В дверях стояла Оленька, горничная домохозяина Дубовицкого, богатого зубного врача.

Комната Оленьки была рядом, через стенку, и посему молодые люди, быстро познакомившись, так же быстро и сошлись. В этом Вершинину была масса удобств: все его мужские желания удовлетворялись скромной, но пылкой Олей практически полностью. Бог миловал девушку от беременности, поэтому связь была приятно не отягощающей, и временами Вершинин испытывал к подружке довольно-таки теплые чувства, напоминавшие даже некий зародыш любви. Однако сам Вершинин гнал от себя этот зародыш, поскольку Оленька, естественно, не могла составить пару молодому блестящему журналисту.

Оленька это понимала. Вершинин не был у нее первым: горничные в столице редко живут в невинности дольше двух месяцев. Несмотря на нерусскую суховатость в фигуре, она была соблазнительна, и ее первый хозяин стал и ее первым мужчиной.

Он был приятно поражен несоответствием видимого и тайного: в обнаженном виде фигура Оленьки просто поражала красотой пропорций, в особенности зрелостью грудей. Не первой молодости хозяин быстро утерял чувство меры и приобрел уверенность в мужской силе и походке, за что и был наказан возревновавшей кухаркой доносом по начальству.

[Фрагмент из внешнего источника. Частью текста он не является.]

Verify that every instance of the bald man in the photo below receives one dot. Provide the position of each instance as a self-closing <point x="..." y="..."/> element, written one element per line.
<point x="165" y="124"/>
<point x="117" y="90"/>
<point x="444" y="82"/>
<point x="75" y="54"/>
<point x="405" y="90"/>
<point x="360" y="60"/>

Прямым начальником была, естественно, мадам-хозяйка. Чтобы иметь на руках все козыри, она по навету злодейки-кухарки подстерегла благоверного в постблаженный момент выхода из Олиной каморки. Сцена была сыграна превосходно, и порок был беспощадно наказан злобно торжествующей добродетелью. Так обычно случается в театре, именуемом жизнью. Быстрая смена декорации не устроила хозяина, и Оленька тут же вылетела на улицу, получив первый в жизни урок.

Впрочем, она недолго оставалась без места. Все те же очарование и французистая фигура в сочетании с мягким нравом сделали свое дело, и уже через пару дней она шустро сновала по богатому дому Дубовицкого, уворачиваясь от якобы случайных прикосновений хозяина.